Inoltre, si continua a sostenere la formazione come strumento per «migliorare la mobilità dei lavoratori», come se il dramma delle emigrazioni dal Mezzogiorno non fosse già una piaga per il paese. Per di più, tale formazione, di cui ne beneficeranno prettamente le aziende, sarà a carico della collettività; come si legge all’interno del documento: «è rafforzato il Fondo nuove competenze, istituito sperimentalmente nel 2020 per consentire alle aziende di rimodulare l’orario di lavoro, al fine di favorire attività di formazione sulla base di specifici accordi collettivi con le organizzazioni sindacali. […] Si assicura l’aggiornamento professionale richiesto mettendo in capo alle risorse del Fondo il costo delle ore trascorse in formazione.»

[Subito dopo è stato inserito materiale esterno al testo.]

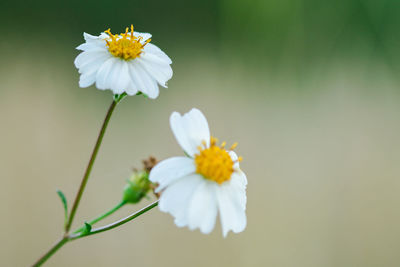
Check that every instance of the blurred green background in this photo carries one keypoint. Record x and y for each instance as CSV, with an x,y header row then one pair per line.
x,y
309,89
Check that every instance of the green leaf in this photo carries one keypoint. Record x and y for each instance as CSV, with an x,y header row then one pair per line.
x,y
87,229
64,201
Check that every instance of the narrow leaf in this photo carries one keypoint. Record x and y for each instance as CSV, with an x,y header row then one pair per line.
x,y
64,201
87,229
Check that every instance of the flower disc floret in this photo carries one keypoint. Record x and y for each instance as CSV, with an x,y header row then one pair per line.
x,y
214,163
125,45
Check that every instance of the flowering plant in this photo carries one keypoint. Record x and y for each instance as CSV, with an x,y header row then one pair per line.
x,y
193,188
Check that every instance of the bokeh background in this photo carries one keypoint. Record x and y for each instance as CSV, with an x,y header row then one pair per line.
x,y
309,89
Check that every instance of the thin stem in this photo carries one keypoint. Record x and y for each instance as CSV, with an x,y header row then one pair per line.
x,y
104,215
53,250
75,236
89,166
117,223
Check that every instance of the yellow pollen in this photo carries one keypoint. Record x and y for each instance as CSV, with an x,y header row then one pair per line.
x,y
125,45
215,163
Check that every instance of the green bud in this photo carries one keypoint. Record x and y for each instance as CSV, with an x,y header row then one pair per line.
x,y
137,187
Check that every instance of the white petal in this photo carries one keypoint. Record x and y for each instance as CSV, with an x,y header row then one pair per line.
x,y
155,50
102,79
190,130
170,170
131,88
87,57
119,77
144,35
92,42
202,212
161,72
175,199
94,62
87,79
237,185
142,81
232,213
150,84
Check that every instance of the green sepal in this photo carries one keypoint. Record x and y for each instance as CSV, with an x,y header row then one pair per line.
x,y
64,202
136,188
118,98
86,229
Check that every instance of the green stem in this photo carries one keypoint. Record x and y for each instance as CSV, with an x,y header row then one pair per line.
x,y
117,223
104,215
75,236
90,165
53,250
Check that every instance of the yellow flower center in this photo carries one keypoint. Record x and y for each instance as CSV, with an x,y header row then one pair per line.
x,y
125,45
215,163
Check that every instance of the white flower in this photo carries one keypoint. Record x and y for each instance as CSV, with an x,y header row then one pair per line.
x,y
125,62
194,189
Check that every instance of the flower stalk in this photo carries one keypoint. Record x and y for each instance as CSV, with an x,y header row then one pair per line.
x,y
90,164
69,237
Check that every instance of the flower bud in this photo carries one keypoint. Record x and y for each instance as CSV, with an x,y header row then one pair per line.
x,y
137,187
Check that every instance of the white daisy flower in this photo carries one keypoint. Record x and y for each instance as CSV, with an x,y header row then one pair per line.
x,y
194,189
125,62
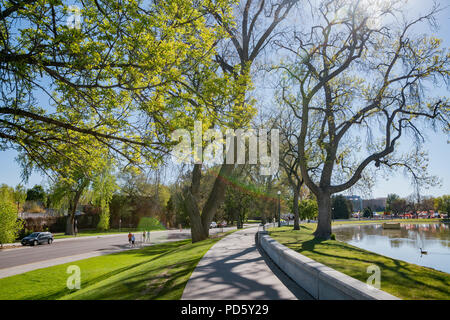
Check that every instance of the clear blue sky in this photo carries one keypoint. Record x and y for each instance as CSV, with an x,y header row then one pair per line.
x,y
437,146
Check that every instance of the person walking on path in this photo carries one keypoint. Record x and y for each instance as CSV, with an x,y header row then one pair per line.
x,y
129,238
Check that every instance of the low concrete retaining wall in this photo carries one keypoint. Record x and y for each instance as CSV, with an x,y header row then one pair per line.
x,y
320,281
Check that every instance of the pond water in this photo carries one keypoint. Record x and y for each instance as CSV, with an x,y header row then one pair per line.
x,y
404,243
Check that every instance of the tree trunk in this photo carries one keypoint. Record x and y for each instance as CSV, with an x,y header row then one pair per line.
x,y
70,222
295,207
323,230
70,227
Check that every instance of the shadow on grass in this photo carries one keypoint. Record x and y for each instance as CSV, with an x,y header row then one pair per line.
x,y
402,274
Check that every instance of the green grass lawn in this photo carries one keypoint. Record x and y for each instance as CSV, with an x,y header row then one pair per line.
x,y
86,233
155,272
402,279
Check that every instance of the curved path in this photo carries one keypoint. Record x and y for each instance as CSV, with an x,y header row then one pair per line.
x,y
234,269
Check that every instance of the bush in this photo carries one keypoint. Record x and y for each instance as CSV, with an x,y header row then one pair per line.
x,y
150,223
10,225
32,207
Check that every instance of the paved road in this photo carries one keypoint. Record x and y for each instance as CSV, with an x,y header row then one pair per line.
x,y
23,259
234,269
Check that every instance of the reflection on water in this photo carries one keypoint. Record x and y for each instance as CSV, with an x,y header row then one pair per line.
x,y
404,243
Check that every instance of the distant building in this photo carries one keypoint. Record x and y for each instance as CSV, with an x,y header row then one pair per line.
x,y
356,202
378,204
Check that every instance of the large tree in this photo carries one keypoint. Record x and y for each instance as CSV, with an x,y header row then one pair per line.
x,y
108,78
360,77
251,29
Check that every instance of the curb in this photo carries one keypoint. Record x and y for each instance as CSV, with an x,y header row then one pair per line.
x,y
320,281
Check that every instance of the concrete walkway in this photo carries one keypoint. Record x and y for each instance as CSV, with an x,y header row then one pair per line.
x,y
234,269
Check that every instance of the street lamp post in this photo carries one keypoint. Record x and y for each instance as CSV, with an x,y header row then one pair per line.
x,y
279,209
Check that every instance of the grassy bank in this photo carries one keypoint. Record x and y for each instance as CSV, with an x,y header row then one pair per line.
x,y
155,272
336,223
402,279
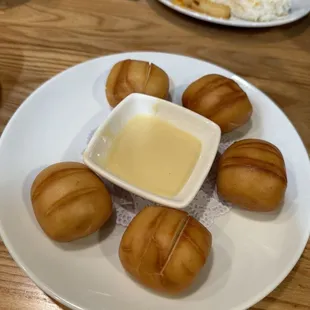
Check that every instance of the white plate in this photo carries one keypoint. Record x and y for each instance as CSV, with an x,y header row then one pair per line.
x,y
252,252
300,8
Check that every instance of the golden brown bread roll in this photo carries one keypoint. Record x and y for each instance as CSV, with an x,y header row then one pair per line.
x,y
164,248
135,76
252,175
219,99
70,201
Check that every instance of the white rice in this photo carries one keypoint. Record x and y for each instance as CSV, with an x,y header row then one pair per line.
x,y
258,10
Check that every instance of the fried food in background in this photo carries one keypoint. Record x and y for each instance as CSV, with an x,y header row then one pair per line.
x,y
207,7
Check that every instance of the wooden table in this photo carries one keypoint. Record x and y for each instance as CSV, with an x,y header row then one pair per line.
x,y
43,37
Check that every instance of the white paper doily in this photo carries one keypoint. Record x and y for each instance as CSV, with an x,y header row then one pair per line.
x,y
205,207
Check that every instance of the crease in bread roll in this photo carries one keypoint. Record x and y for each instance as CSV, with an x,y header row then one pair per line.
x,y
70,201
252,175
164,248
136,76
219,99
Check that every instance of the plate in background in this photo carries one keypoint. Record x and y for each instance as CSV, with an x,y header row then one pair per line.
x,y
252,252
300,8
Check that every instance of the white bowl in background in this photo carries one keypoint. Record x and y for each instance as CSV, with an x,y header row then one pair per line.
x,y
200,127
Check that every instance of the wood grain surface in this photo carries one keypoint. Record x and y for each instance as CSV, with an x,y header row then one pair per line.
x,y
40,38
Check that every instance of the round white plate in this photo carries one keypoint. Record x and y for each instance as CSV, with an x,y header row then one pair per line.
x,y
300,8
252,252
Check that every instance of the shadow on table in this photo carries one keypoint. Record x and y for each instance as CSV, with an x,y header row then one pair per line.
x,y
10,71
8,4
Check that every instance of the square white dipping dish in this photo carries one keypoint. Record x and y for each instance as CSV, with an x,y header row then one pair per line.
x,y
198,126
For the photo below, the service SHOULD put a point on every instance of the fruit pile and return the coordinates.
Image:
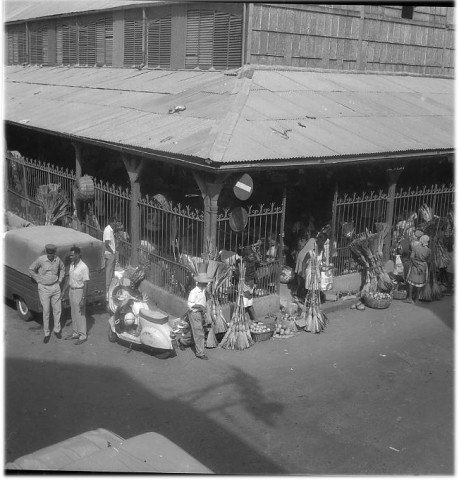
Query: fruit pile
(259, 327)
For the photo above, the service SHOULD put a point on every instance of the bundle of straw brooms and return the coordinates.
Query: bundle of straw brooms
(53, 201)
(367, 249)
(238, 336)
(219, 272)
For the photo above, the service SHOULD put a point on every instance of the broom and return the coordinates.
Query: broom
(211, 341)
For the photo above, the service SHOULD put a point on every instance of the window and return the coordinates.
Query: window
(213, 39)
(66, 48)
(159, 42)
(133, 42)
(95, 43)
(39, 46)
(407, 12)
(17, 52)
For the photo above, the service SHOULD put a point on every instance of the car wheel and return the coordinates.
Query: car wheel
(111, 335)
(23, 309)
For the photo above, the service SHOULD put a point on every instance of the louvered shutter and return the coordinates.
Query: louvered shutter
(39, 46)
(159, 42)
(133, 42)
(87, 44)
(104, 41)
(214, 39)
(17, 53)
(66, 48)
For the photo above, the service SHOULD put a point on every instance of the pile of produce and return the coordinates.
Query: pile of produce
(259, 327)
(367, 249)
(238, 336)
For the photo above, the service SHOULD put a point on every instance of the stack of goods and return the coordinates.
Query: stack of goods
(238, 335)
(285, 327)
(260, 331)
(312, 318)
(367, 249)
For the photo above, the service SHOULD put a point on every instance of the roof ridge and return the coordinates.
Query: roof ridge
(222, 131)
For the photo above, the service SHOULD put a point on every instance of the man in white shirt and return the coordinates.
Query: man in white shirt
(197, 308)
(110, 249)
(78, 284)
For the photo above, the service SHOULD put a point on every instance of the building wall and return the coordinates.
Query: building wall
(350, 37)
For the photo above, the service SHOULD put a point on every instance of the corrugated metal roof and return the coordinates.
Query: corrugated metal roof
(17, 10)
(276, 115)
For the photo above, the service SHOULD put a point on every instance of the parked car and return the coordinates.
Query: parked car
(103, 451)
(24, 245)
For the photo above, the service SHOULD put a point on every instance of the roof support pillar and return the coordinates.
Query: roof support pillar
(210, 191)
(78, 159)
(134, 166)
(393, 174)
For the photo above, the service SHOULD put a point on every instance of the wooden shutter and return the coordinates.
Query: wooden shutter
(66, 44)
(39, 46)
(133, 42)
(159, 42)
(104, 41)
(17, 52)
(214, 39)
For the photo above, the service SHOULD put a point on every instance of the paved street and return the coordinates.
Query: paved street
(373, 394)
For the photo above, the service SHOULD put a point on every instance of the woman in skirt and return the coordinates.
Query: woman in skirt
(418, 270)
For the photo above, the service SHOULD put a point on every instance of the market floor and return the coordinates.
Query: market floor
(373, 394)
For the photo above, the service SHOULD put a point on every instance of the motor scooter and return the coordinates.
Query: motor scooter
(136, 324)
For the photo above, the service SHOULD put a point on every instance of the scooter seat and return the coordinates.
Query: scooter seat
(153, 316)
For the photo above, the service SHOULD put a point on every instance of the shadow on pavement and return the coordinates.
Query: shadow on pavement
(58, 401)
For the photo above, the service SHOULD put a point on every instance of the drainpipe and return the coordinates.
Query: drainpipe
(134, 167)
(394, 174)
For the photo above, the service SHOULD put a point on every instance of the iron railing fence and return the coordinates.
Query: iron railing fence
(353, 214)
(167, 231)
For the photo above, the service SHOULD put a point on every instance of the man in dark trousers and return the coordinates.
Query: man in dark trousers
(48, 271)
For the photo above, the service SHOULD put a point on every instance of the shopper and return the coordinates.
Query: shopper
(418, 270)
(78, 285)
(110, 252)
(197, 301)
(48, 271)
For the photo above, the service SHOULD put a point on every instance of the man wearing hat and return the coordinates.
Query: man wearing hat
(48, 271)
(197, 308)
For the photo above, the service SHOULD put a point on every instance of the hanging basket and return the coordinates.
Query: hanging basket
(85, 190)
(378, 303)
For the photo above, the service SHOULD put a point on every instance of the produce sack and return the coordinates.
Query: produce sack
(286, 275)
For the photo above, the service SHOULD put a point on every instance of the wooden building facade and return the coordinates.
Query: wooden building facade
(223, 36)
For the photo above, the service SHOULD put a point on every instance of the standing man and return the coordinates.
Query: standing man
(197, 308)
(48, 271)
(110, 249)
(78, 284)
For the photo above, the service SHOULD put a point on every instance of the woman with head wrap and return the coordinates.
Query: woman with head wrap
(418, 270)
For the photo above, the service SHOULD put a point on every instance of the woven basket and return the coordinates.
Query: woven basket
(261, 337)
(85, 188)
(378, 303)
(399, 294)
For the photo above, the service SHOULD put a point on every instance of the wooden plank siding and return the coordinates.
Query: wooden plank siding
(328, 36)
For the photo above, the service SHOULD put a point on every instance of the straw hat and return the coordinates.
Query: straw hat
(202, 278)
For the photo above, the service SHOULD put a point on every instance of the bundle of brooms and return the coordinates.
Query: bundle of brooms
(367, 249)
(313, 318)
(53, 201)
(238, 335)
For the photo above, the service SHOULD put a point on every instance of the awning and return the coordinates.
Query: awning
(227, 119)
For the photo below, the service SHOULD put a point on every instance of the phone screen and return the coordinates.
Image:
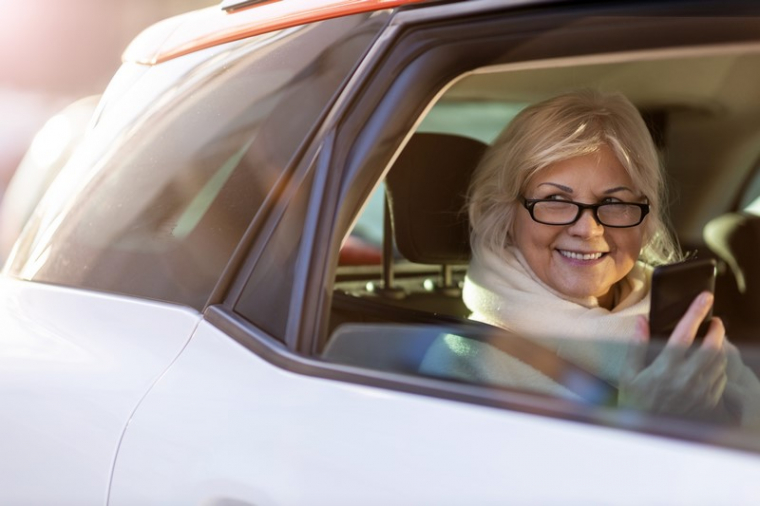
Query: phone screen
(674, 288)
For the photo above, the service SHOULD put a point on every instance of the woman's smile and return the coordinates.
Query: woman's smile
(584, 258)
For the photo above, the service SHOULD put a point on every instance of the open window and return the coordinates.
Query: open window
(388, 313)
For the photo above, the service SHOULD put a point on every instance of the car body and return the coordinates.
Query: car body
(178, 327)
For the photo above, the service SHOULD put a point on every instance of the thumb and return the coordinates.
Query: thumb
(637, 350)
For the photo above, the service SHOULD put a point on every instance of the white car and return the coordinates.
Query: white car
(180, 324)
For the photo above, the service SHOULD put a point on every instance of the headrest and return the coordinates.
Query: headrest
(735, 239)
(427, 188)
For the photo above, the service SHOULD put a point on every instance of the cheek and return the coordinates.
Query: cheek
(628, 244)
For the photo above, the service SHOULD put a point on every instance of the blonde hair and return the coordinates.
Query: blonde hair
(563, 127)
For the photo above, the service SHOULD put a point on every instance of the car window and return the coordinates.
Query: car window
(415, 321)
(165, 209)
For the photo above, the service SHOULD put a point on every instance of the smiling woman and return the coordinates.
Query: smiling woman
(559, 208)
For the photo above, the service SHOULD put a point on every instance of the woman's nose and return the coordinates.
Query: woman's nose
(586, 226)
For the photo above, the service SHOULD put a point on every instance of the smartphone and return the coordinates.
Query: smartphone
(674, 288)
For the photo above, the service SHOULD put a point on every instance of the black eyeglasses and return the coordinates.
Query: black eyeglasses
(566, 212)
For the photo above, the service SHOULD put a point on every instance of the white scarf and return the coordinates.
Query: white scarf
(504, 292)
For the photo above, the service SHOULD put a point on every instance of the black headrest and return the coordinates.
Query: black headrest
(735, 238)
(427, 187)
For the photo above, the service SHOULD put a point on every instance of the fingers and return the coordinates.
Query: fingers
(684, 333)
(716, 335)
(636, 356)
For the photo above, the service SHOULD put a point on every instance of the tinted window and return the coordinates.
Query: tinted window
(162, 215)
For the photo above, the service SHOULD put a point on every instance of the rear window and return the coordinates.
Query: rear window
(160, 214)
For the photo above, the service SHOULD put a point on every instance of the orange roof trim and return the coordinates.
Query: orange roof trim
(212, 26)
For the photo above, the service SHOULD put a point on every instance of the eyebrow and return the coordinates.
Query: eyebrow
(569, 190)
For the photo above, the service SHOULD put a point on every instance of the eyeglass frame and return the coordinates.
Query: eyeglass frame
(530, 203)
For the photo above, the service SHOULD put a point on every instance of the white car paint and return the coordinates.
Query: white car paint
(73, 367)
(223, 426)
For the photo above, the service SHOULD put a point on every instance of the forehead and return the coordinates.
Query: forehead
(599, 170)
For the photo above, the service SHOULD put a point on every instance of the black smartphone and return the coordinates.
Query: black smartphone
(674, 288)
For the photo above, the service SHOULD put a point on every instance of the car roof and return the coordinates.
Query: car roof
(238, 19)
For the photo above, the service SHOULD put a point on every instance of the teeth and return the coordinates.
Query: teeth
(580, 256)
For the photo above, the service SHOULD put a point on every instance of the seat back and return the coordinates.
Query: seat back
(427, 188)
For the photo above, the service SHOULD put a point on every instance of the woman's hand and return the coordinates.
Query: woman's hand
(680, 381)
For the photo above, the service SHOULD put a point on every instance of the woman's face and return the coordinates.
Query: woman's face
(585, 258)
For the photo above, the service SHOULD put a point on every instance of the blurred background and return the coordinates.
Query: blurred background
(56, 58)
(53, 52)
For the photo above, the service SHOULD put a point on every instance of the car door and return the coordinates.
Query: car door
(253, 411)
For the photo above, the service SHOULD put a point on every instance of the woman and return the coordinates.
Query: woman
(566, 210)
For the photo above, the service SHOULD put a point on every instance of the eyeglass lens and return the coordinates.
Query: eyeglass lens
(613, 214)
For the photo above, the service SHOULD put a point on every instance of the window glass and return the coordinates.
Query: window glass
(425, 326)
(161, 213)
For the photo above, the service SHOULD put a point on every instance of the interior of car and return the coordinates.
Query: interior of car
(703, 111)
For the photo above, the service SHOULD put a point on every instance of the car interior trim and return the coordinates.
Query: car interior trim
(279, 355)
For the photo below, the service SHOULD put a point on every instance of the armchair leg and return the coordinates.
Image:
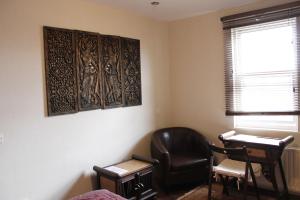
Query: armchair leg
(246, 181)
(254, 182)
(210, 177)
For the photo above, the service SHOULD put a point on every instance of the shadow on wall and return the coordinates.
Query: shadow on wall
(82, 185)
(86, 183)
(142, 147)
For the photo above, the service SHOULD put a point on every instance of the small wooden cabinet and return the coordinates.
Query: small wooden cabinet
(131, 179)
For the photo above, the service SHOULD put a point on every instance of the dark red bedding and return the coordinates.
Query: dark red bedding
(98, 195)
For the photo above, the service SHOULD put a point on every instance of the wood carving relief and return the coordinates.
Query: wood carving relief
(60, 71)
(131, 71)
(111, 71)
(87, 71)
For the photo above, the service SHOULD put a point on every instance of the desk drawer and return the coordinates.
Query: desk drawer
(258, 153)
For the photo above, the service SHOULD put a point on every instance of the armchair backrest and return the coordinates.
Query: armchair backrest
(182, 139)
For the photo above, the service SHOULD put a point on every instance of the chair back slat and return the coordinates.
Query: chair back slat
(239, 154)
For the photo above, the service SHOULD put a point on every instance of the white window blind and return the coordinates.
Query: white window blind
(262, 64)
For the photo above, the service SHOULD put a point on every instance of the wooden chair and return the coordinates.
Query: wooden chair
(236, 165)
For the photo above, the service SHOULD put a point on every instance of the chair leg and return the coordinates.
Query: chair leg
(286, 190)
(254, 182)
(274, 182)
(246, 181)
(224, 182)
(210, 177)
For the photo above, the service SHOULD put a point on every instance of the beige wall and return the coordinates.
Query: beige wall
(197, 72)
(51, 158)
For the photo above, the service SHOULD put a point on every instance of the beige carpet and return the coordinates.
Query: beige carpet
(200, 193)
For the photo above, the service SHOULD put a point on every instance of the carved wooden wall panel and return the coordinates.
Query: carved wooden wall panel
(88, 70)
(111, 71)
(131, 66)
(60, 71)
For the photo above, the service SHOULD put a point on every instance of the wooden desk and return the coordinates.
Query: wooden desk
(264, 150)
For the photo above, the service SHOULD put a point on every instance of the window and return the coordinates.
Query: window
(262, 69)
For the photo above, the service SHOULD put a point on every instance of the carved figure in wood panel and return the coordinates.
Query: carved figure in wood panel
(131, 65)
(60, 71)
(111, 71)
(87, 54)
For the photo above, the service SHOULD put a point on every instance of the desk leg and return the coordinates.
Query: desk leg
(273, 180)
(286, 191)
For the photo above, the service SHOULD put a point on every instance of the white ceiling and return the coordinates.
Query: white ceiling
(169, 10)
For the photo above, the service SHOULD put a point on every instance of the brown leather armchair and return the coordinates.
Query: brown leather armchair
(183, 154)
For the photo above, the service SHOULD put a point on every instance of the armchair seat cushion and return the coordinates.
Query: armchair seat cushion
(187, 161)
(183, 155)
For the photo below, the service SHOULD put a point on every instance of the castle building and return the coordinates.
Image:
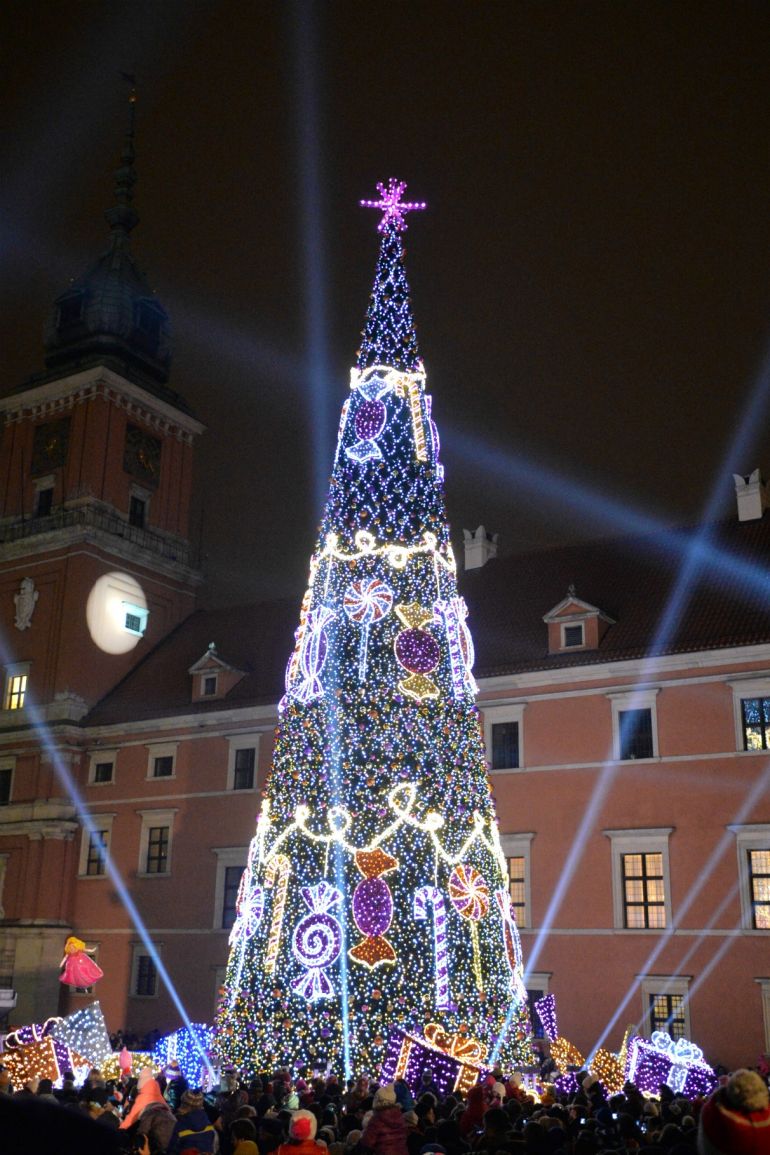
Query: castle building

Anche per quanto riguarda la ricerca nel PNRR, i fondi pubblici vengono stanziati per sostenere il “modello impresa”: il capitolo sulla ricerca si intitola “dalla ricerca all’impresa”, il che è tutto dire. Si conferma, infatti, il ruolo delle università in funzione delle imprese come bacino da cui attingere forza-lavoro qualificata, precaria e a basso costo: «particolare attenzione è riservata all’investimento sui giovani ricercatori e a favorire la creazione di partnership pubblico/private di rilievo nazionale o con una vocazione territoriale» si legge all’interno del documento, ma sappiamo benissimo quanto precari e sottopagati siano i giovani ricercatori in Italia.

Basta infatti leggere il punto riguardante gli investimenti del MUR nel quale verranno finanziati fino a 15 programmi di ricerca ed innovazione nei quali saranno stanziati fino a 100 milioni per programma che serviranno ad assumere una media di 100 ricercatori a programma con un contratto a tempo determinato; uno degli obiettivi principali è anche quello di aumentare la quota di ricercatrici, facendo salire la percentuale dal 34% al 40%: parità di genere precaria, potremmo chiamarla.

Dunque, sebbene la crisi del 2008 prima e la pandemia poi abbiano evidenziato tutti i problemi che uno Stato può avere quando dismette le sue funzioni sottomettendosi ai precetti del mercato, il PNRR è un testardo tentativo di riaffermare i dogmi del neoliberismo nascondendoli dietro al concetto di resilienza nonostante essi siano stati ampiamente smentiti dalla realtà dei fatti.

Se «errare è umano, perseverare è diabolico», come diceva Seneca, allora quanto diabolici sono i nostri governanti?